Here’s the underlying reason; on a down turn the real smart money sells the first day. They’re the ones, the smart, hence big, that sells on the first day; that’s the one that starts the move; I guess you could say that would be on Wednesday.

On Thursday the semi-smart money sells, they see this stuff happening, they see the big volume and say, “You know what? I don’t know what the heck’s going on here, but I’m out of here, I don’t like this; love this part, this part not so much, so I’m out of here.” Then they go ahead and sell, and then basically, in these short-term gyrations of stocks there’s really no more selling pressure to come at this level, and then the stock lifts a little bit.

So my suggestion was, it’s a great opportunity to buy, it is a low risk opportunity to buy; because you can define your risk by keeping a pretty tight stop. So you buy here with this as your stop. Now, we look here and see what happened.

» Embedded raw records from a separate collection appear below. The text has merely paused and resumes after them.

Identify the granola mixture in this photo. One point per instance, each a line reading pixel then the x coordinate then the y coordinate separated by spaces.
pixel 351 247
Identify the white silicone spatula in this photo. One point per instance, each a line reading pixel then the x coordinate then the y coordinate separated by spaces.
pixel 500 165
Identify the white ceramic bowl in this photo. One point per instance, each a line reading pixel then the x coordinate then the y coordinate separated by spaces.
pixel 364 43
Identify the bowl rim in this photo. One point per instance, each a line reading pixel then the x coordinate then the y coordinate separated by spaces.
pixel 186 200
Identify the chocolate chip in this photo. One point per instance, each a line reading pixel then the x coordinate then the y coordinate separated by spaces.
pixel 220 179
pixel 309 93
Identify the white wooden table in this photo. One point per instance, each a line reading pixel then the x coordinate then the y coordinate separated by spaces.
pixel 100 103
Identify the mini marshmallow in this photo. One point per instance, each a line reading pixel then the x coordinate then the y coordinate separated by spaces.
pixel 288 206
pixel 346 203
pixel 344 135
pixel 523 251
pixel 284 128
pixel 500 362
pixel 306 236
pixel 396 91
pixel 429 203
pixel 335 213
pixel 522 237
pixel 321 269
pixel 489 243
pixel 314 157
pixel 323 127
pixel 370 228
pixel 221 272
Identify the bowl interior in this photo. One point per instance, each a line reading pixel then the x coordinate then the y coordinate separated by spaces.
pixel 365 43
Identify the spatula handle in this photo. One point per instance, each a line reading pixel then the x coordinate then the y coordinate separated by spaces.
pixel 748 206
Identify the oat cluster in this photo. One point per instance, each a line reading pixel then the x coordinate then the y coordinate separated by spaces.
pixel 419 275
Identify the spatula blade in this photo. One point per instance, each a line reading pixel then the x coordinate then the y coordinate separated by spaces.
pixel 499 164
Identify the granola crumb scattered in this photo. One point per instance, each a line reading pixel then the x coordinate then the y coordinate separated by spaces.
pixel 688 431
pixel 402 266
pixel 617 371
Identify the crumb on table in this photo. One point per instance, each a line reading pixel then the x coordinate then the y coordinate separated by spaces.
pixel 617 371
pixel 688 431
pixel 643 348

The stock is still looking okay, so you’d be okay on this trade. But let me just explain it a little bit more, or just kind of flush it out. You probably know what a shot across the bow is; that is my term for the first time a technical picture breaks down; you’ve got a really nice uptrend, and all of a sudden something bad happens, and then suddenly it gets back and everything is fine, and we just say, “That’s probably nothing, maybe somebody just had a fat finger and they sold too much, but the stock recovered.”

Well, then later, as it turns out the stock didn’t recover, that was just the first shot across the bow and a sign that we’re going to get more nastiness ahead. I’m not going to say that that’s what this was, but I will say this; I look at this as a trade now, just kind of a bounce trade. I’m not looking for $90.00, I’m not looking for a $100.00, shoot, I’d be happy with 81.00, and this is why; because when you see this kind of move, directional move, from 84.00 down to like 77.00 in three days, and you see big volume, that’s institutional activity.

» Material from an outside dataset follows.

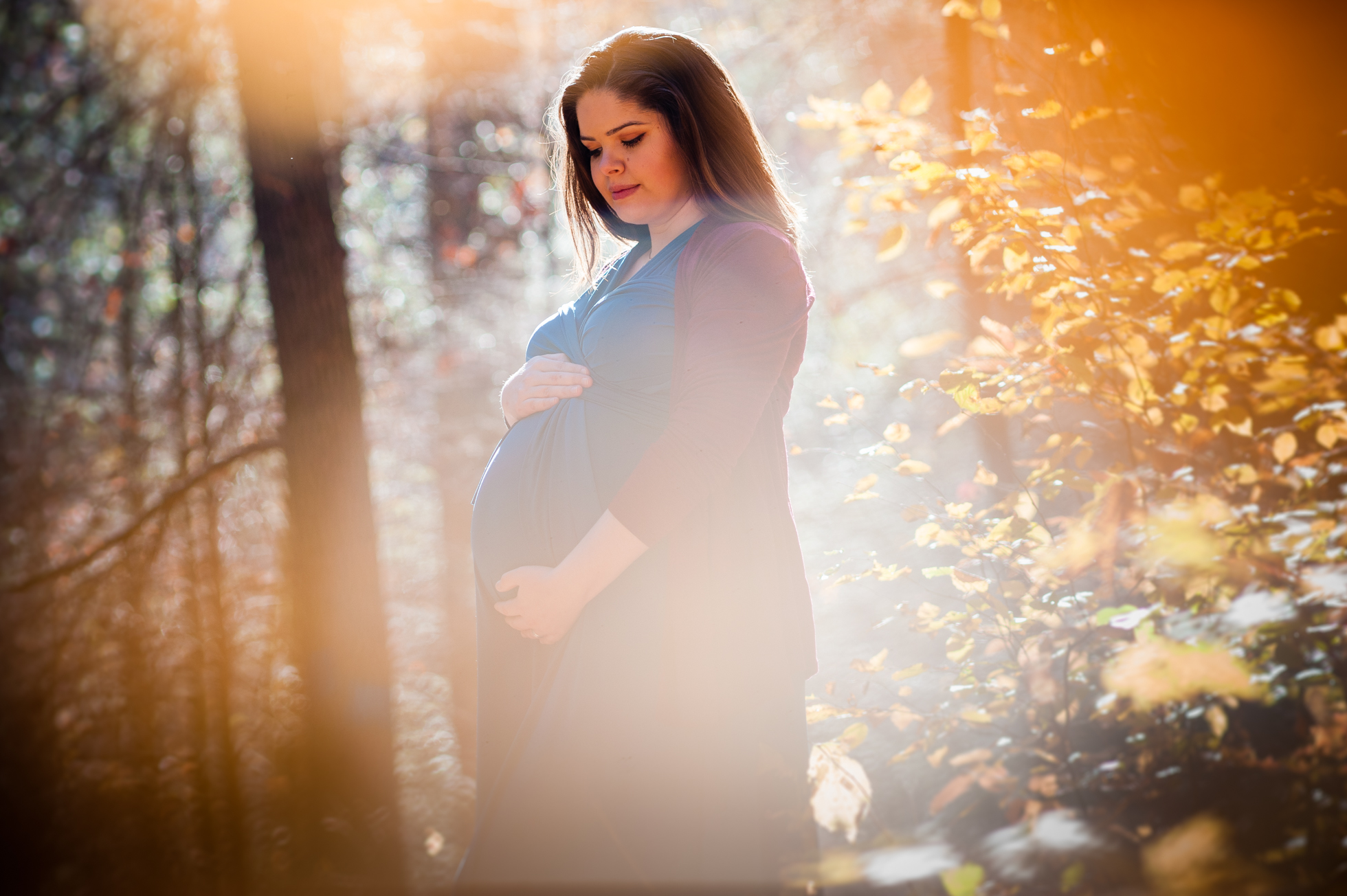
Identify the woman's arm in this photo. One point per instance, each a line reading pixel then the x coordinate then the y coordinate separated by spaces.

Only institutional activity generates this kind of volume. And you say, “Well how do I know whether they were buying or selling?” Look, somebody was buying or somebody was selling, but who was the more aggressive institution? I would have to say it’s the seller. Why? Because the price is moving down so what I’m saying is, there is something wrong with this stock. Look at the others, the same thing. So Cigna ( NYSE:CI ) had been a really nice high-flyer moving out of a volatility squeeze.

Now, you’ve got to look at this as, yes it’s a trade, yes we could get a little bit more movement to the upside, but I don’t want you to just sit here and think that the uptrend is fine, that this didn’t even happen, it did. So look at this as a trade, as a short-term trade, not as marvelous buying opportunity so that you can get the stock before goes to $100.00. A great entry, but define the rest to the trade, and that is just a nice short-term trade.